Assuming they are putting the very minimum down of 3.5% they’d be able to purchase a home with a sales price of $321,750 with an FHA Loan.

Example – purchase price = $321,750….3.5% down payment = $11,261…..loan amount = $310,488 ($22 under the max loan amount J)

PLUS, the seller is allowed to pay their closing costs!

Go HERE to search your specific county FHA Max Loan Amount Search!

giftWhat is the down payment requirement? – FHA requires a minimum 3.5% cash investment.  Can this be a gift?

Yes! The entire 3.5% can be a gift!

What are the non-allowables? – What dollar amount should you put in the contract for FHA non-allowables?  NONE, ZERO!  Those were the old days!  The only non-allowable is the tax service fee which is typically less than $80.  This can easily be absorbed by a lender.

Is there a minimum credit score? – Most lenders have gone to a 640 credit score requirement.  Although FHA does not have a published minimum credit score lenders have noticed a pattern of poor performance with credit scores lower than 580.  We will allow for as low as a 600 credit score on our in-house product.

clock moneyWhat are turn times?  How quickly can we close? – I would NOT write in a contract close date less than 30 days out.  FURTHERMORE, I would make sure there are plenty of days from the end of the option period to the closing date.  Most lenders will NOT order an appraisal until the option period is over and the buyers are still moving forward.  It does not do any good to have a 30 day close, with a 15 day option period.  You will probably need 15 business days from option period ending to the close date to be on the safe side.  Again, this is a general rule of thumb….for stress free home purchases, that is!

Can my client use a co-signer? – Yes, Absolutely!  Keep in mind that a co-signer/co-borrower will be treated just like the actual borrower and will need to provide all their income & asset documents.  The lender will configure a joint debt-to-income ratio based on a combination of ALL income and ALL debt.  Generally a co-signer needs to have great credit, good income, and minimal debt.

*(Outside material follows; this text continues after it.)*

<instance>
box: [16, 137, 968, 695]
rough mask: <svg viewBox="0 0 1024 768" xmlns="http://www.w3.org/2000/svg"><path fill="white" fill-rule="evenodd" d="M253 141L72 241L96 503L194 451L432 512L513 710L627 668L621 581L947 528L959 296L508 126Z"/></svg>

Can my client purchase without their spouse on the loan due to credit? – Yes, Absolutely!  However, FHA requires that lenders consider the non-purchasing spouse’s individual debt.  For example, if your client’s spouse has an auto loan and a few credit cards in his/her name alone, then these monthly payments will be factored into your client’s debt-ratio. Lenders MUST pull a credit history on non-purchasing spouses.

Is FHA only for first time homebuyers? – NO!  This is a common misconception.  You can use an FHA loan on your 2nd, 3rd, 4th, 5th, or 20th home.  Under most circumstances you can only have 1 (one) FHA loan at a time.

Can I refinance a conventional loan to an FHA loan? – Yes, Absolutely!  Since FHA is more forgiving (in my opinion) with its underwriting guidelines we have successfully moved families out of a high interest rate and/or adjustable rate (ARM) loan and into a low fixed rate FHA loan.